The good news is that the Centers for Medicare and Medicaid Services increased its reimbursement amount for coronavirus tests from $51 to $100 in the hopes that getting more money per test would encourage labs to invest in what they need to run more tests (Medicare and Medicaid typically reimburse providers far less than the market rate, meaning providers sometimes lose money on those patients). The first relief bill, signed in March, paid for testing for uninsured patients. The $25 billion in the relief bill for coronavirus testing includes funding for items needed to increase capacity. Once the funding is there, the federal and states government will have to decide where and how to distribute it. How much labs will actually get, then, is still in question.

“ACLA urges HHS to quickly provide clarity on how the funding will be allocated to support hotspots and high-risk populations, as well as broader efforts to increase high throughput testing nationwide,” ACLA President Julie Khani said in a statement. “Continued support and funding for high throughput testing from commercial, hospital, and academic laboratories is essential to achieve both of these goals.”

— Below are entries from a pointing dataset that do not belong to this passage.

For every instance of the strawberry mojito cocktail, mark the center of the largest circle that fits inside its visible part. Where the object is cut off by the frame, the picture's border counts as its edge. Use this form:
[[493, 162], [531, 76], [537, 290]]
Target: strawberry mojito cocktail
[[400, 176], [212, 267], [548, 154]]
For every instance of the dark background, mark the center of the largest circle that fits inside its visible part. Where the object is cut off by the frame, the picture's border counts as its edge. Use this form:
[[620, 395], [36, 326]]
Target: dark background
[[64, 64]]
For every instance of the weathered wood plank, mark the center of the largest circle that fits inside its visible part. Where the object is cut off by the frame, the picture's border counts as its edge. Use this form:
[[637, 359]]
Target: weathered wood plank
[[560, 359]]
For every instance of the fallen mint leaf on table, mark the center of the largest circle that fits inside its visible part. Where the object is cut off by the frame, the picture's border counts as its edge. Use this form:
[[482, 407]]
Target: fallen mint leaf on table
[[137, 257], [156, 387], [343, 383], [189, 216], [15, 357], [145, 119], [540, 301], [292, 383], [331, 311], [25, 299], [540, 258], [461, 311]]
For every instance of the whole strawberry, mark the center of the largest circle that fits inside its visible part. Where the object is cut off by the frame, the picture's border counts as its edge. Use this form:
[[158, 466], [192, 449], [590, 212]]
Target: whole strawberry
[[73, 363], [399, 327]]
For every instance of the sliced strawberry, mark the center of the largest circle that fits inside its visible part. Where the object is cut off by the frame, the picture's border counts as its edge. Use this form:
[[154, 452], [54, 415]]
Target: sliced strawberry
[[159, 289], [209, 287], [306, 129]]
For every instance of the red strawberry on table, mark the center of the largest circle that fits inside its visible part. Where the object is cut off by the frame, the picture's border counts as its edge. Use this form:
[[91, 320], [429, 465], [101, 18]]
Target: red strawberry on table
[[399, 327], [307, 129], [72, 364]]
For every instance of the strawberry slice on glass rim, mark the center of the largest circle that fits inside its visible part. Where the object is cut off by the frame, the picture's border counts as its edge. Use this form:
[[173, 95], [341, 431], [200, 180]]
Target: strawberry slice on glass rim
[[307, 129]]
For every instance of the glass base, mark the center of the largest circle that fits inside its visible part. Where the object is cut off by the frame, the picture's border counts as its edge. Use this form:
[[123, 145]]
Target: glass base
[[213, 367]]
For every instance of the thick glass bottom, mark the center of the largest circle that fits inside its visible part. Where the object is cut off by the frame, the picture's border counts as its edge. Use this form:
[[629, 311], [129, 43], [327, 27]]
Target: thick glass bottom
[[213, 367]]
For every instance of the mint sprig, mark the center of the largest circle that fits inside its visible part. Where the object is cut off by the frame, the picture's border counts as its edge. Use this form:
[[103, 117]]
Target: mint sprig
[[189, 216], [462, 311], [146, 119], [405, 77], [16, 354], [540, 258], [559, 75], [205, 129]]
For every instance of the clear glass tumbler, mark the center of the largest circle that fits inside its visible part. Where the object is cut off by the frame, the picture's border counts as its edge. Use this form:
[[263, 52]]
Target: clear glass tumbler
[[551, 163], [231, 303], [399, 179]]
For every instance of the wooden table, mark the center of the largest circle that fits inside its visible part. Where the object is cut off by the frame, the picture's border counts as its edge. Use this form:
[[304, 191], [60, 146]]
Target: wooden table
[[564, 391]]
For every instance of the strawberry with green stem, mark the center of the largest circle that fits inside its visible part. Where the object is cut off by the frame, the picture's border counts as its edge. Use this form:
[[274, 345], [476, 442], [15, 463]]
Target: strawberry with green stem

But this $25 billion provision wasn’t in initial versions of the bill and was only the result of a week of negotiations to add it — Democrats wanted it, Republicans didn’t — indicating that, even now, with the federal government desperate to re-open the country, getting the funds necessary to safely do so from it is still a struggle.

The fault lies at the top. ***** once said he’d rather keep sick people on a cruise ship, potentially infecting the rest of the passengers, than let them on American land because it would increase the number of coronavirus cases. The president is reportedly far more concerned with keeping the number of confirmed cases down than he is with minimizing the actual number of cases. In that case, mass testing is not in *****’s best interests, even if it is in his country’s.

Which is tough. After all the issues America has had so far with its Covid-19 testing system — developing new tests, fixing supply chains, getting them to the people who need them, allowing more labs to perform them, and scaling up the capacity of those labs to run these complicated molecular tests at an unprecedented rate — securing the funds to make it all work requires support from the federal government. That means the decision to ramp up testing in the United States likely depends on the whims of President *****. This is the same man who, when he declared a national emergency over the coronavirus outbreak, said about testing, “I don’t take responsibility at all.”